The list also ignores classroom reading staples such as Aesop’s fables, classic fairy tales, the “tall tales” of Paul Bunyan and Pecos Bill, Hans Christian Anderson, Mark Twain’s “The Adventures of Huckleberry Finn,” and Charles Dickens.

Those omissions represent a significant change from the reading assignments of yesteryear.

“We used to speak of our culture in terms of being descended from two parents: Athens on the one hand, Jerusalem on the other,” Moore said, referring to classic Western literature and Bible-inspired readings such as “Paradise Lost” by John Milton.

“What’s going on in the Common Core standards is they’ve killed off one of the parents – that’s Jerusalem – and the other is ailing. So pretty soon we’ll be cultural orphans.”

Moore warns that even if some great American literature makes it into classrooms, the selections will presented in a “drive-by” fashion to prepare students for the way the texts will appear on a Common Core-aligned standardized test. He calls this the “practice of practicing for standardized exams.”

Since students won’t be asked to read an entire novel during such a test, most teachers won’t ask kids to read one for class. Instead, students will be given anthologies that contain brief excerpts of great books – such as Moby Dick – that will leave them with only a superficial understanding of the works.

A pre-emptive response to critics

Common Core supporters have responded to similar criticisms by noting that the standards are merely the overall concepts schools must teach students, and that schools are free to use whichever lessons, books and instructional materials they want to meet those standards.

Balderdash, says Moore.

Because teachers’ job evaluations will be linked to their students’ standardized test scores, Moore believes educators will only teach to the Common Core-aligned assessments. That means the tests will become “the hammer” that ensures schools teach multi-cultural, post-modern stories and authors instead of the time-honored American classics.

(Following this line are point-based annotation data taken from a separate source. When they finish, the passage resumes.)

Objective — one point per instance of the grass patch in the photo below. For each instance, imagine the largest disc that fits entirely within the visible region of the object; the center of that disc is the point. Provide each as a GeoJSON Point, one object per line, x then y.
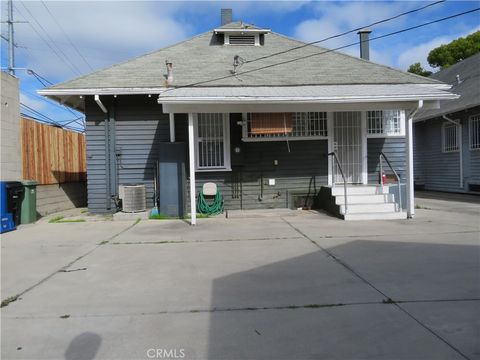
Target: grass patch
{"type": "Point", "coordinates": [71, 220]}
{"type": "Point", "coordinates": [55, 219]}
{"type": "Point", "coordinates": [161, 217]}
{"type": "Point", "coordinates": [9, 300]}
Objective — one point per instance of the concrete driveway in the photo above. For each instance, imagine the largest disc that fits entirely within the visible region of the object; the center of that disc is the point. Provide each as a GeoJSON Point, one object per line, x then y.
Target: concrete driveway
{"type": "Point", "coordinates": [297, 285]}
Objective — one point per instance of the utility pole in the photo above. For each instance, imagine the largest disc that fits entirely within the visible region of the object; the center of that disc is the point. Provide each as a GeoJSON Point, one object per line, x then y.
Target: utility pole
{"type": "Point", "coordinates": [11, 43]}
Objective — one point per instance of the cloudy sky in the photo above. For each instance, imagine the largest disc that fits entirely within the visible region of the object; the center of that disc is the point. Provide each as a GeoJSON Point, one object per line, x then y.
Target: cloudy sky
{"type": "Point", "coordinates": [65, 39]}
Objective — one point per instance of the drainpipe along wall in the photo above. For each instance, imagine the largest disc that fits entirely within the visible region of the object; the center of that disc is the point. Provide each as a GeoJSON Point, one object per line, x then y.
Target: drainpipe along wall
{"type": "Point", "coordinates": [460, 146]}
{"type": "Point", "coordinates": [410, 183]}
{"type": "Point", "coordinates": [110, 160]}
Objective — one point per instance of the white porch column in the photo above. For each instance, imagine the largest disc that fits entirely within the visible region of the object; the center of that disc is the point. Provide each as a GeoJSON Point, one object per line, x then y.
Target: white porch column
{"type": "Point", "coordinates": [409, 153]}
{"type": "Point", "coordinates": [191, 155]}
{"type": "Point", "coordinates": [172, 127]}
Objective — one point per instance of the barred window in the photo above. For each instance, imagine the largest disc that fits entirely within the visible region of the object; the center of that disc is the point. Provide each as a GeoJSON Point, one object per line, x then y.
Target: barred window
{"type": "Point", "coordinates": [212, 137]}
{"type": "Point", "coordinates": [474, 130]}
{"type": "Point", "coordinates": [449, 137]}
{"type": "Point", "coordinates": [385, 123]}
{"type": "Point", "coordinates": [278, 126]}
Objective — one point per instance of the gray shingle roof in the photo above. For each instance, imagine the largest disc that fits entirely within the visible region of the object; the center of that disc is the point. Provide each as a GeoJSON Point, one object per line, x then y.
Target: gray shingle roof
{"type": "Point", "coordinates": [468, 89]}
{"type": "Point", "coordinates": [199, 59]}
{"type": "Point", "coordinates": [404, 92]}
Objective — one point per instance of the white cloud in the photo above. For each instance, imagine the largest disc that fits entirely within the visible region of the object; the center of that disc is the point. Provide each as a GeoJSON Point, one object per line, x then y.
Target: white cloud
{"type": "Point", "coordinates": [105, 33]}
{"type": "Point", "coordinates": [420, 52]}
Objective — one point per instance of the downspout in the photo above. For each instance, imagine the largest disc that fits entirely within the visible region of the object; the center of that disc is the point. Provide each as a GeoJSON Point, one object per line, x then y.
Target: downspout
{"type": "Point", "coordinates": [100, 104]}
{"type": "Point", "coordinates": [107, 147]}
{"type": "Point", "coordinates": [172, 126]}
{"type": "Point", "coordinates": [460, 146]}
{"type": "Point", "coordinates": [410, 183]}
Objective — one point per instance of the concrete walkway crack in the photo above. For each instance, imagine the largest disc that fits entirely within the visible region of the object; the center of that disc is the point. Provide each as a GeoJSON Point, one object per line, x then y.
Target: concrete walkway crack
{"type": "Point", "coordinates": [387, 298]}
{"type": "Point", "coordinates": [63, 269]}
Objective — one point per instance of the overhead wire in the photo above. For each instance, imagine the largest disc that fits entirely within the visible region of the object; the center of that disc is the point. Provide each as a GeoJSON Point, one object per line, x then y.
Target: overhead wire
{"type": "Point", "coordinates": [67, 37]}
{"type": "Point", "coordinates": [52, 46]}
{"type": "Point", "coordinates": [348, 31]}
{"type": "Point", "coordinates": [322, 52]}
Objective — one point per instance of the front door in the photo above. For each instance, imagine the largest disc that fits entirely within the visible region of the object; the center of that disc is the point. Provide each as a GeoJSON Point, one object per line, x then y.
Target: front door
{"type": "Point", "coordinates": [347, 144]}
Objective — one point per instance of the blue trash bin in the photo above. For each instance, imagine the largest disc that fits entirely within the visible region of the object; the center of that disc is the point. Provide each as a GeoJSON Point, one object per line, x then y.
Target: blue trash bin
{"type": "Point", "coordinates": [11, 196]}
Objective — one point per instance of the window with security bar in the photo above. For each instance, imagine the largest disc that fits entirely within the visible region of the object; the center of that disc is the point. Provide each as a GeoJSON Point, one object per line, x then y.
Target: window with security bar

As Moore put it in his recent speech, “Whoever controls the testing controls the curriculum – period.”

Despite the progressives’ crafty plans to “control the storytelling” in our nation’s classrooms, Moore doesn’t believe all hope is lost. He says the Common Core architects didn’t expect Americans to fight for their stories, which help develop the minds and souls of the nation’s youth.

Nor did they expect moms would push back against the education overhaul because of the negative effect it’s having on their children’s “heart and happiness.”

Moore summed it up this way in his January speech:

“There’s nothing a suburban mom – or any mom, for that matter – cares more about than the heart and the happiness of her children. And when that comes into danger, suburban moms who vote and who know how to organize themselves … they will mobilize people and they will take action. And state legislators will have to listen. …

“This is a fight over our schools, and ultimately the souls and minds of our nation’s young people. This is the time to take our stories back. Then after we do that, we can take our schools back. And once we have our schools back, we’re on the road to taking our nation back.”